Recovery: Phase 2 — Import Missing Resources
For resources that exist in AWS but aren’t in Terraform state (Terraform wants to create them when they already exist), use terraform import:
# RDS Cluster
terraform import aws_rds_cluster.main moba-rds-prod-cluster
# RDS Instance
terraform import aws_rds_cluster_instance.main moba-rds-prod
# EC2 Instance
terraform import aws_instance.main i-0123456789abcdef0 Each import command tells Terraform “this resource in my configuration corresponds to this existing resource in AWS.” After importing, Terraform tracks the resource without trying to recreate it.
Recovery: Phase 3 — Fix Configuration Drift
After importing, terraform plan may still show changes because your .tf configuration doesn’t match the actual resource attributes. Common issues and fixes:
| Issue | Fix |
|---|---|
| AMI mismatch | Pin AMI in configuration |
| Security group type | Use vpc_security_group_ids for VPC |
| ECS task definition | Add lifecycle ignore |
Pin AMI to Prevent Replacement
If Terraform wants to replace an EC2 instance because the AMI changed:
resource "aws_instance" "main" {
ami = "ami-03205447c85f5199b" # Pin to current
instance_type = "t3.medium"
lifecycle {
ignore_changes = [ami] # Or pin and manage manually
}
} The lifecycle.ignore_changes block tells Terraform to skip this attribute during planning. Use this for attributes managed outside of Terraform (like AMIs updated by a separate patching process).
ECS Task Definition Lifecycle
When CI/CD manages task definitions separately from Terraform:
resource "aws_ecs_service" "main" {
name = "api"
cluster = aws_ecs_cluster.main.id
task_definition = aws_ecs_task_definition.main.arn
lifecycle {
ignore_changes = [task_definition]
}
} Without this, every terraform plan shows a diff because CI/CD has updated the task definition since Terraform last applied.
VPC Security Groups
A common source of drift is using the wrong security group attribute for VPC instances:
# ❌ Wrong for VPC instances
resource "aws_instance" "main" {
security_groups = [aws_security_group.main.name]
}
# ✅ Correct for VPC instances
resource "aws_instance" "main" {
vpc_security_group_ids = [aws_security_group.main.id]

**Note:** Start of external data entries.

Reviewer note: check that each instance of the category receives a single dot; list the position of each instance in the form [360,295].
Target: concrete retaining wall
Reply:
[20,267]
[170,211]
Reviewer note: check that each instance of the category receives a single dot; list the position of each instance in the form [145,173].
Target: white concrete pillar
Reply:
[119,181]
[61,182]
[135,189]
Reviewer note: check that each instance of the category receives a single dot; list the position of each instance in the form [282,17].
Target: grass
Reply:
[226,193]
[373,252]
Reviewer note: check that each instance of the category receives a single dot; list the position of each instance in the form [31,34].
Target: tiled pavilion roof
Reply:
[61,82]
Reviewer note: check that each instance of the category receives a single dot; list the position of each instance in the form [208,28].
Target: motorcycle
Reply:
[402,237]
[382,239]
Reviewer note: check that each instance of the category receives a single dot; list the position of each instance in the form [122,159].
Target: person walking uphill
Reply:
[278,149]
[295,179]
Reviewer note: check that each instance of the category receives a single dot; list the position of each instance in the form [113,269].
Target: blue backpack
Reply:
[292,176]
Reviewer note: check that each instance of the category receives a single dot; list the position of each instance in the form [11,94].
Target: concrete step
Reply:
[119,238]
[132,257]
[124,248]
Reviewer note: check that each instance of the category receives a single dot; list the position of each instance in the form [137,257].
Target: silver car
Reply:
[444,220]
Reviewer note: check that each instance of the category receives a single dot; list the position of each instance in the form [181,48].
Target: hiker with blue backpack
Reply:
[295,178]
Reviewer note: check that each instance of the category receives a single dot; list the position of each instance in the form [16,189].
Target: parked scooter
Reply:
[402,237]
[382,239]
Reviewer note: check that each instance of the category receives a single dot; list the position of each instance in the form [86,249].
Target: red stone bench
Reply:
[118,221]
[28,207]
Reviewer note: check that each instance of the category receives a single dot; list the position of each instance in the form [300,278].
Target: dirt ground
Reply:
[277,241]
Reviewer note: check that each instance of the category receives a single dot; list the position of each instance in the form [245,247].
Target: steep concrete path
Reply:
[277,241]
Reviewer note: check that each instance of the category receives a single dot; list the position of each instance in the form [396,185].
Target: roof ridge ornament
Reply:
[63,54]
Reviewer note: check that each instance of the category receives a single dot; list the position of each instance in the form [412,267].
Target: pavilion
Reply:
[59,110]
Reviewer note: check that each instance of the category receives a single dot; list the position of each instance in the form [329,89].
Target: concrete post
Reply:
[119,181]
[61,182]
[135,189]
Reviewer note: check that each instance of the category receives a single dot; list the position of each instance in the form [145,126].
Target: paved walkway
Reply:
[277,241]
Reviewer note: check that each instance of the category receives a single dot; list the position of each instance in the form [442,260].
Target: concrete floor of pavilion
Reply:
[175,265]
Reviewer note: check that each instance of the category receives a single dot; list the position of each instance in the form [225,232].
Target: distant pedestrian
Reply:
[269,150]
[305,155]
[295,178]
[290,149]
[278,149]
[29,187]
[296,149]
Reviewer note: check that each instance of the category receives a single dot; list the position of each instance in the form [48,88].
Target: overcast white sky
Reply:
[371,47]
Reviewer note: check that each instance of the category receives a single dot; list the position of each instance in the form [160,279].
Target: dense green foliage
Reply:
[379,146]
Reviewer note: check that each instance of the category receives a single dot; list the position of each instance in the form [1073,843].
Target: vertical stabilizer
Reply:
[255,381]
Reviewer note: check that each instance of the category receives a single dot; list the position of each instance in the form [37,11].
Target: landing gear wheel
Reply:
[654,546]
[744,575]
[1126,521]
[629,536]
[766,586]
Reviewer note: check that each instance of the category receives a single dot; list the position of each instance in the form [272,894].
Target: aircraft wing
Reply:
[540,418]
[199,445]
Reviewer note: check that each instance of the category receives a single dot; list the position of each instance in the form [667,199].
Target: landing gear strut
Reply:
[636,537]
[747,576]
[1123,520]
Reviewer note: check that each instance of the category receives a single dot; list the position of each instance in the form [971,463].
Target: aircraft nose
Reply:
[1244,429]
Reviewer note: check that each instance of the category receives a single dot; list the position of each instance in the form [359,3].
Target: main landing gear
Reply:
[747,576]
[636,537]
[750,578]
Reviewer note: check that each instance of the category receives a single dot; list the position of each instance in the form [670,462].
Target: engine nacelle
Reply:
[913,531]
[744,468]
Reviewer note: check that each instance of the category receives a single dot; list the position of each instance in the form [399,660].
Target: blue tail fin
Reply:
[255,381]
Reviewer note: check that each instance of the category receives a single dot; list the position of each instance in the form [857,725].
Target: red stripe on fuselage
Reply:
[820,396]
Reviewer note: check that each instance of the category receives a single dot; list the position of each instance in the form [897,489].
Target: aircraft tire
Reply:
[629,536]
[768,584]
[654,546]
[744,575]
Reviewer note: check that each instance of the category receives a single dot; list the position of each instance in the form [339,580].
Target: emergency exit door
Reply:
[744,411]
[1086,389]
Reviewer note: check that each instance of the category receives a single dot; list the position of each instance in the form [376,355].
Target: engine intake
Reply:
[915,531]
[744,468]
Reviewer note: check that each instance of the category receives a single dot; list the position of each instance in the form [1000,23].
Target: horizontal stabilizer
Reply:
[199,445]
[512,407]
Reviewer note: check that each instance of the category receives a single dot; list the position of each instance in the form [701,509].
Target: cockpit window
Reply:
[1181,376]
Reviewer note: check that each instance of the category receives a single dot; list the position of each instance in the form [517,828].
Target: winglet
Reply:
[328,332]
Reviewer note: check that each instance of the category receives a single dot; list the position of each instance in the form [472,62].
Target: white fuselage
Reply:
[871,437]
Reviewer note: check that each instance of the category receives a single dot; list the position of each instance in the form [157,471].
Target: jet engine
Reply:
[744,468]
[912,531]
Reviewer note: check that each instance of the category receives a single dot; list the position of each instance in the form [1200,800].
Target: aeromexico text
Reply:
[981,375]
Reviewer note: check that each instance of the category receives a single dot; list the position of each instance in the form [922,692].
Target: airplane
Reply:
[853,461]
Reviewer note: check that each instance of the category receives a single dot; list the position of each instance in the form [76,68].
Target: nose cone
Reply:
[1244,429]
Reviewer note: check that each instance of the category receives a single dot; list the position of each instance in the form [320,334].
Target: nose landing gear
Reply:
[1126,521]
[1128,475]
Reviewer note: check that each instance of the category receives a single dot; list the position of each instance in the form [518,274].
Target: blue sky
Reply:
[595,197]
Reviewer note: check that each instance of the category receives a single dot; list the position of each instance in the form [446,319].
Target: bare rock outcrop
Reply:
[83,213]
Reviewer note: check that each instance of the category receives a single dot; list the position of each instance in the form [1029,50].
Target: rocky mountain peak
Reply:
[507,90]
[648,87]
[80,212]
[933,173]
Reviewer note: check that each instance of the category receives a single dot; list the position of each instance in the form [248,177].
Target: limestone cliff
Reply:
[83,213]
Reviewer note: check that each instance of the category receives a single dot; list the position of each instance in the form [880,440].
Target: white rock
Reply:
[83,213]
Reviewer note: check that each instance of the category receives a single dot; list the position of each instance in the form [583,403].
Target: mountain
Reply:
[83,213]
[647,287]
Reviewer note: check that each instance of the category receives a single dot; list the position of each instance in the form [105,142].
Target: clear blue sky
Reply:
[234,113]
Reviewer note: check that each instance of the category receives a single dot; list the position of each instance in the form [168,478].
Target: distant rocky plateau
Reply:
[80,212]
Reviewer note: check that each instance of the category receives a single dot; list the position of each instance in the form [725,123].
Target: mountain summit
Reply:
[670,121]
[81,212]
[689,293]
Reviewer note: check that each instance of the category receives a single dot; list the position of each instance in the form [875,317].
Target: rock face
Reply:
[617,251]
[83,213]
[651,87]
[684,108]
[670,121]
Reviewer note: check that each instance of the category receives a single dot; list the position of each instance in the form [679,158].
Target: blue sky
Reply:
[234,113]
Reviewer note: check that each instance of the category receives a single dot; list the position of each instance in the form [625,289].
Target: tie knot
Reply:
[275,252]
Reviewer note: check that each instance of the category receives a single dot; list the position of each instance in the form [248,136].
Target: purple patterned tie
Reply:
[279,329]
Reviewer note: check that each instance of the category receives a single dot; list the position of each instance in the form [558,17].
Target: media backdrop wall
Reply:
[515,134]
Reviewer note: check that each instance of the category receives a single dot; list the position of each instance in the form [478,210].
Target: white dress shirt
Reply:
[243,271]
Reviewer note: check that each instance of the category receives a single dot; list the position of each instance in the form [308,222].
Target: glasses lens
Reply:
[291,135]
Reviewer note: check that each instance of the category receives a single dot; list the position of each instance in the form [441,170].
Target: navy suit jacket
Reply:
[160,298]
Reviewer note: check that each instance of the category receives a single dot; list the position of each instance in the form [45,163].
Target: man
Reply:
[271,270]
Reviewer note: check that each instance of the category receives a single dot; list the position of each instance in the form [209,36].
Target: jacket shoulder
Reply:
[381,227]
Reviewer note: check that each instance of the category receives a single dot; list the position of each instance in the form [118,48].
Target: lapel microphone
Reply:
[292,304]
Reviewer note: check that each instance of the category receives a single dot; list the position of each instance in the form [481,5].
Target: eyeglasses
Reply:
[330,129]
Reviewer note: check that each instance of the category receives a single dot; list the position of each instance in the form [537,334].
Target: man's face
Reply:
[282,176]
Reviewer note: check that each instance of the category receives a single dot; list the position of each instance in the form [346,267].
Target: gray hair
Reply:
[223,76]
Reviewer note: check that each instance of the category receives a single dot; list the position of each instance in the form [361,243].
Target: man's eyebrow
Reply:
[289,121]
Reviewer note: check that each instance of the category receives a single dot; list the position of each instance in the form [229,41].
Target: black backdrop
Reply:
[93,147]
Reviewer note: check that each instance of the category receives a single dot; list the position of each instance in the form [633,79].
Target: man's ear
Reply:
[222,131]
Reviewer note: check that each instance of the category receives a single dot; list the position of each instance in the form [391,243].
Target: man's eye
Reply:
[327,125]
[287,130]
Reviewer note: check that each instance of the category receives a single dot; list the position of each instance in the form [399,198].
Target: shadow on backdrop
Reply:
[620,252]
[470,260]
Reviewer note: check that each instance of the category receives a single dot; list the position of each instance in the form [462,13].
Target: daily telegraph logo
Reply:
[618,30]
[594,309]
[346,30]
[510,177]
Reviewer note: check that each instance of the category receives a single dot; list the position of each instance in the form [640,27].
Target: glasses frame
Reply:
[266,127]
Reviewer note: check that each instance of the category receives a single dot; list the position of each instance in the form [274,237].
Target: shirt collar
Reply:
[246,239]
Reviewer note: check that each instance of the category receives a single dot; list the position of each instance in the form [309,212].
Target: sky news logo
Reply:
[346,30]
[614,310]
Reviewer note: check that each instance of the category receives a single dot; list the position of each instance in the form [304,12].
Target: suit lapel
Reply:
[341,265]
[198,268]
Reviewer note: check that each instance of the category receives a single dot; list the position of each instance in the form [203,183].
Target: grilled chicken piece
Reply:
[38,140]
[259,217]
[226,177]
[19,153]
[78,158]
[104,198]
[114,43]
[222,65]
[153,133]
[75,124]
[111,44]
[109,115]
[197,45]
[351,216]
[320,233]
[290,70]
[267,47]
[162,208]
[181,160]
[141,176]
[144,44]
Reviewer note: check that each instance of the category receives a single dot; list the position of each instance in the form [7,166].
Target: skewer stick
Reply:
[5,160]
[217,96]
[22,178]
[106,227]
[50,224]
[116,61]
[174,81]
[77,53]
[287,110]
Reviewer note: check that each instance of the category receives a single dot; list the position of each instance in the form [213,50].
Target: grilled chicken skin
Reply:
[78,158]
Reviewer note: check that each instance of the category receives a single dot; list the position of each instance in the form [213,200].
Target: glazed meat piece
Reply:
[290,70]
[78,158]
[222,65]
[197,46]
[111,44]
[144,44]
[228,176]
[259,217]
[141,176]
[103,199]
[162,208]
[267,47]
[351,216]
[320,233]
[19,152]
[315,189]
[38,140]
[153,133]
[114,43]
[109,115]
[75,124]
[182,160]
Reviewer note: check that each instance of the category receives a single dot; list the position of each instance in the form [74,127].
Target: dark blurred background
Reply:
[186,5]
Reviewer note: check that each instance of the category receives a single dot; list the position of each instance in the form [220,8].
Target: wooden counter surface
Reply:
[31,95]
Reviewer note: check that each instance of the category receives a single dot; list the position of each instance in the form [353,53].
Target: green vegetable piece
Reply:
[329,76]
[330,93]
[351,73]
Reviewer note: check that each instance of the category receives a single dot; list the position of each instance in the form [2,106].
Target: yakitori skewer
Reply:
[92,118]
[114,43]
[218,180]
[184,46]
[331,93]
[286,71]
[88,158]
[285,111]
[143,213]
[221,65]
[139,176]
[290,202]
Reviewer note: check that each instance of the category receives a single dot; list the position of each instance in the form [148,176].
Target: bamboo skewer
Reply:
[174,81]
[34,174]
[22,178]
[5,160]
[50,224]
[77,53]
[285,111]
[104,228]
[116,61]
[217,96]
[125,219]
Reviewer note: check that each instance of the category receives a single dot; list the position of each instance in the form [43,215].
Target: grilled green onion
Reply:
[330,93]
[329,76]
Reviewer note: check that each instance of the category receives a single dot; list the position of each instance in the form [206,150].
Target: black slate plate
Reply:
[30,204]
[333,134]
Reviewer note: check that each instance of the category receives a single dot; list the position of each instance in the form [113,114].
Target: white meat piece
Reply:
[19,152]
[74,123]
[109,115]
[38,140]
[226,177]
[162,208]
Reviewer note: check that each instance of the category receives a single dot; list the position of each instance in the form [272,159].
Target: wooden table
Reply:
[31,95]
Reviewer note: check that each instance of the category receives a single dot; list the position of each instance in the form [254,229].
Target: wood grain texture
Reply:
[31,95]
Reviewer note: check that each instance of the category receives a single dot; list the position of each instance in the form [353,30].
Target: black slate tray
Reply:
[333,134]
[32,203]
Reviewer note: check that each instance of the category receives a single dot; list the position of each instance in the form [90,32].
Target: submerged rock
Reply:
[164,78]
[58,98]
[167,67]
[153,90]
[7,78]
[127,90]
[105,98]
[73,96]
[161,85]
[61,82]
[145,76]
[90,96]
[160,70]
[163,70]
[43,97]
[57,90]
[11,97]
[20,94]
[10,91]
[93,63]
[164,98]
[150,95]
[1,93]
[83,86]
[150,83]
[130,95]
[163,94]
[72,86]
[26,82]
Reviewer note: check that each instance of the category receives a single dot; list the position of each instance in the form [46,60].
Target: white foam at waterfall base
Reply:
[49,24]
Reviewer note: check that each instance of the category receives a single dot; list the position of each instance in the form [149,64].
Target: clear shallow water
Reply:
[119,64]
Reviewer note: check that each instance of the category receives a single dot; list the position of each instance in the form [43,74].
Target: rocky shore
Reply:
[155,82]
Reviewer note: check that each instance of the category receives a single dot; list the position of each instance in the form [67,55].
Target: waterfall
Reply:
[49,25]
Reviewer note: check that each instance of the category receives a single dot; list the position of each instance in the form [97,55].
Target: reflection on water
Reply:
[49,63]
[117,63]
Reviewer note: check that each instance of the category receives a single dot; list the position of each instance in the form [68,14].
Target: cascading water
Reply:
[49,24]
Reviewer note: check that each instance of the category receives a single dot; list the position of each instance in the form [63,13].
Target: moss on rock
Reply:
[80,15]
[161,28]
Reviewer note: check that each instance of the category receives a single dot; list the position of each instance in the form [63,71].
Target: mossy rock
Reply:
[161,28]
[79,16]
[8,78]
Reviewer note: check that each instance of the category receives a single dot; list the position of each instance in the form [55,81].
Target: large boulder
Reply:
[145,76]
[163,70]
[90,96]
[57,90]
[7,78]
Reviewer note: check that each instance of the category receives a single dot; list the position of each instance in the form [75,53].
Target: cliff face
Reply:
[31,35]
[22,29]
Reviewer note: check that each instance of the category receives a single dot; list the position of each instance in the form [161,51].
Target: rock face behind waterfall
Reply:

} Using security_groups (by name) instead of vpc_security_group_ids (by ID) causes Terraform to detect drift on every plan because the API returns IDs, not names.
Prevention: Remote State Backend
Most state drift can be prevented by using a remote state backend. This centralizes the state file and adds locking to prevent concurrent modifications:
terraform {
backend "s3" {
bucket = "mycompany-terraform-state"
key = "prod/terraform.tfstate"
region = "us-east-1"
encrypt = true
dynamodb_table = "terraform-locks"
}
} The DynamoDB table provides state locking — preventing two people from running terraform apply simultaneously:
resource "aws_dynamodb_table" "terraform_locks" {
name = "terraform-locks"
billing_mode = "PAY_PER_REQUEST"
hash_key = "LockID"
attribute {
name = "LockID"
type = "S"
}
} Key Lessons
- Always backup state first — Before any recovery operation, copy the state file
- Import before manage — Don’t recreate existing resources; import them into state
- Use lifecycle blocks — For resources managed by CI/CD or external processes
- Plan extensively — Run
terraform planmultiple times during recovery; neverapplywithout reviewing - Document each step — For future reference and auditing
- Set up remote state — Prevents most drift issues by centralizing state management
Takeaway
Terraform state recovery follows a predictable pattern: backup, refresh, import missing resources, fix configuration drift, and verify with plan. The key is to never run apply before understanding every change in the plan. Set up remote state with locking from day one to prevent most drift scenarios. When drift does happen, the systematic approach (assess → import → fix → verify) gets you back to a clean state without destroying production resources.